Restaurieren einer T800

Dem Sammler tat`s das Herz zerreißen, sah er die Pest im Modellbahneisen....so könnte man die Situation beschreiben, wenn man das endgültige Aus einer stolzen, alten Tante feststellen muß. Wie im Artikel über Gußpest beschrieben, sind die befallenen Teile nicht mehr zu retten und man hat Glück, wenn man die gesunden Teile rechtzeitig ausbaut, bevor sie verbogen werden. Aber selbst bei eindeutig positivem Befund (um mal in der Arztsprache zu bleiben) können Teile des Patienten weiterleben und eine sogenannte Organverpflanzung ermöglicht ein Genesen.

Im Herbst 2000 kaufte ich die Überreste einer verpesteten T800. Das Gehäuse war noch in bestem Zustand und sah aus wie neu. Der darin enthaltene Rahmen war angegriffen und hatte schon die Druckluftbehälter und einige Stufen der Leiter zum Führerhaus verloren. Vom Fahrwerk waren die Räder abgefallen und die Puffer lagen lose bei. Das Fahrwerk war in gutem Zustand, der Umschalter original und auch der Motor war o.k. und drehte gut durch.

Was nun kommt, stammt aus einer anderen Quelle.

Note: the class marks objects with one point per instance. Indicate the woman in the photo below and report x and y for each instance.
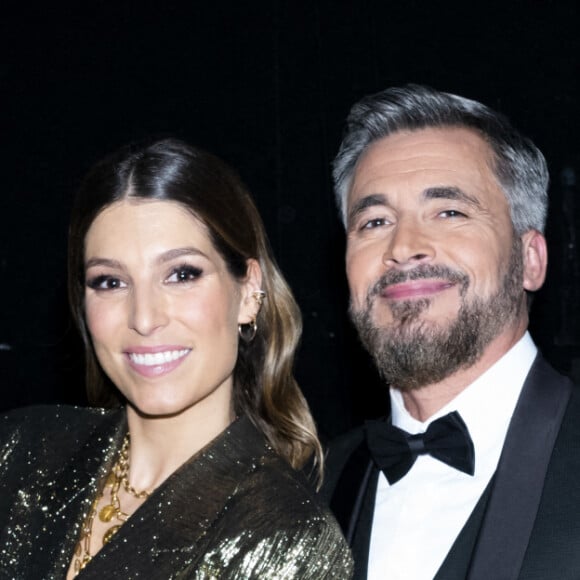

oben: Da ich einige Wochen zuvor eine verpestete T800 erstanden hatte, bei der das Gehäuse total hinüber war, lag der Gedanke nahe, aus zwei alten Schrottkisten eine funktionsfähige Lok zusammenzubauen, zumal beide T800 genau aus der gleichen Serie waren. Deren Rahmen war in gutem Zustand erhalten und sollte bald wieder was zu tun bekommen. Von der Firma Ritter in Nürtingen bestellte ich als Nachbauteile einen Satz Räder, einen Zylinderblock und die Feder und den Knauf für die Schaltstange des Fahrtrichtungsumschalters. Die Räder sind sogar in Graugußausführung, was der Langlebigkeit sicher zugute kommt. Dann wurde der alte Rahmen lackiert und zusammen mit den Nachbauteilen in den ehemals traurigen Rest der T800 eingebaut. Heraus kam eine schmucke, optisch fast neuwertige T800, bei der lediglich der Zylinderblock, die Räder und Teile der Schaltstange nicht original sind. Ich denke, ein durchaus vertretbarer Kompromiss, zumal sie jetzt ohne Mühe und mit stolzem (Lampen-)Blick die alten Blechgüterwagen durch die Runden zieht. Und irgendwie hat sie ja auch eine Seele...

Oben: In der Plastikbox liegen die abgefallenen Räder und einige Kleinteile, welche sich vom Lokkörper verabschiedet hatten. Der (kluge) Vorbesitzer hatte alles gut aufgehoben. Zum Glück. Der kaputte Rahmen ist noch auf dem Fahrwerk montiert. Das gute Gehäuse und der neu lackierte Rahmen (Airbrush) liegen daneben. Die Puffer sind noch mit Revell Abdecklack versiegelt. Der wird später abgezogen.

Oben: Die Zahnradseite der T800 mit dem Öl Loch. Diese Zahnräder gibt es übrigens auch als Nachbauteile von Ritter.

oben: Die Bürstenseite mit der Aussparung für die Motorbürsten. Die neue Zylindergruppe (Ritter, schwarz lackiert und unlackiert erhältlich) und die Schaltstange sind gut zu erkennen. Die Lackierung des roten Rahmens sieht absolut original aus. Man erkennt den sehr guten Zustand des Bauteiles. Die Räder von Ritter sind perfekt. Das Gehäuse trägt den Original Lack von 1946 !

oben: Die Bürstenseite von schräg hinten. Der Abdecklack ist jetzt entfernt und die Puffer kommen unlackiert zum Vorschein. Man muß sie also nicht extra ausbauen. Der Steg unterhalb der hinteren Kupplung war abgebrochen und wurde durch ein zugefeiltes Messigteil ersetzt. Eine Reparaturstelle ist nicht erkennbar.

Ein schöner Rücken mit dem Märklin Fahrrad. Die Kupplungen waren übrigens nicht verlorengegangen.

Frontansicht mit der Aufschrift "T800" auf der Rauchkammertür.